Still no one in the stands seemed to think there was anything odd about it. Or if they did, they kept quiet. Then the audience seemed more silent than over the past few days, as if they too were all partied out and had said all they wanted about the royal family already. The numerous empty seats went completely unremarked upon by Clare Balding and the other commentators and no one could be even bothered to boo Boris Johnson this time round. That level of apathy.
The next 40 minutes were a bit of a struggle all round as various members of the armed services marched past. It was like Thursday’s mind-numbing trooping the colour with all the fun bits taken out. The commentary reached desperation stakes with the highlight being an anecdote about royal marines polishing their pith helmets with Blanco for the coronation and getting their faces and uniforms covered in white paint. Balding then insisted that Tom Cruise did all his own stunts, which presumably means he can fly supersonic jets and land them on aircraft carriers. At this, the military band started playing what sounded like Advance Australia Fair. Which was random.
Things picked up with a procession of bicycles from the 1950s to the present day – I really wanted a Raleigh Chopper in the early 1970s – and then we got a series of buses representing each decade of the Queen’s reign. Cliff appeared with Bill and Ben the Flowerpot Men on the 1950s bus and Lulu, now on comms, wistfully said: “Ah, the decade of free love” as the 1960s bus went past. Though it was a highly selective take on what each decade had to offer. No one seemed to have noticed that the 1950s was a time of rationing and the 1970s was the era of the three-day week. Aids, the financial crash, austerity, Brexit and food banks also didn’t get a mention. I’m sure it was just an oversight.
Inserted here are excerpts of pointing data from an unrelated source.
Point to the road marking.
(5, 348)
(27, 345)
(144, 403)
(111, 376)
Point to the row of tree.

Thereafter things rather fell apart as the parade lapsed into near chaos. Or to give it a more positive spin, this was Britain unwinding after being on its best behaviour for three days and indulging its eccentricity to the max. It looked like a carnival that was far more fun to participate in than to actually watch. Not that it didn’t have its charms. There was diversity aplenty with an Indian wedding, a whole load of African wildlife puppets, farmyard animals and some dancing flowers.
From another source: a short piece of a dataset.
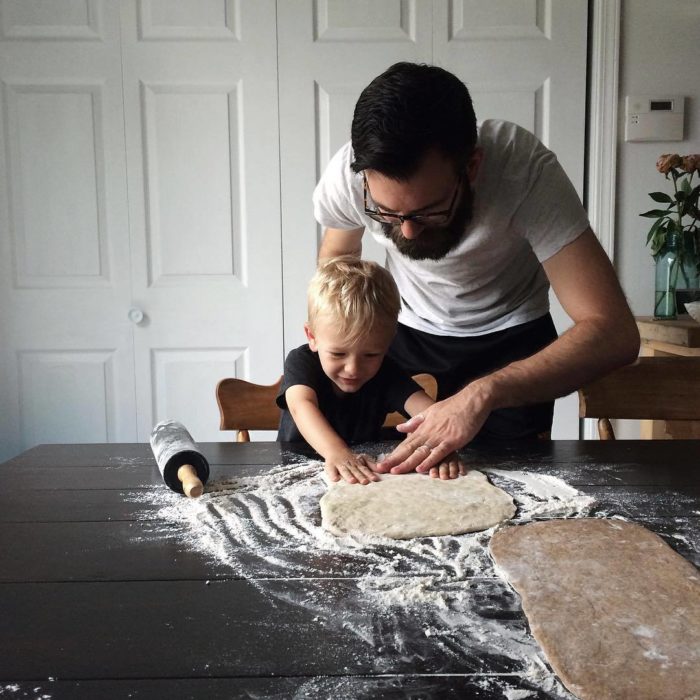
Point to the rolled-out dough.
(614, 608)
(414, 505)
There was also a Lady Godiva from Coventry with her top on, thankfully, and a princess and a dragon that apparently represented the Queen’s “wisdom personified”. Over my head, that one. My favourites were the toy corgis that were suitably badly behaved and darted around the Mall as if they were out of their heads on magic mushrooms. No matter. We were repeatedly told that everyone in the Commonwealth loved Britain and the Queen. At no time did anyone attempt to address Britain’s difficult history of empire. This was a white-washed island story. One for the biscuit tins.
“The rest of the world will be in awe of us watching this,” said one commentator, hyperventilating on laughing gas. This wasn’t a country celebrating its monarch so much as one making a virtue of its own collective psychosis. Maybe that’s even what the royal family have come to represent at the end of the day. Because up in the royal box, all the royal family seemed to be having a real blast. The more dysfunctional the parade got, the more they seemed to like it. Charles was beaming and even the buttoned-up Princess Anne was laughing and clapping along.
A quick number from Ed Sheeran rounded things off and then the Queen appeared briefly on the Buck House balcony along with Charles and Camilla and the Cambridge family. She managed a quick smile before hurrying indoors as soon as possible. Was this the jubilee she had always wanted for herself? No one would ever know. But then she’s spent a lifetime not giving much away.
It did feel like the end of an era, though. That things will have to change when Charles becomes king. That the country’s pact with the Queen doesn’t extend to the rest of her family. There again, we could all be back in four years’ time for the Queen’s 100th birthday party. And the year after that for the second diamond jubilee.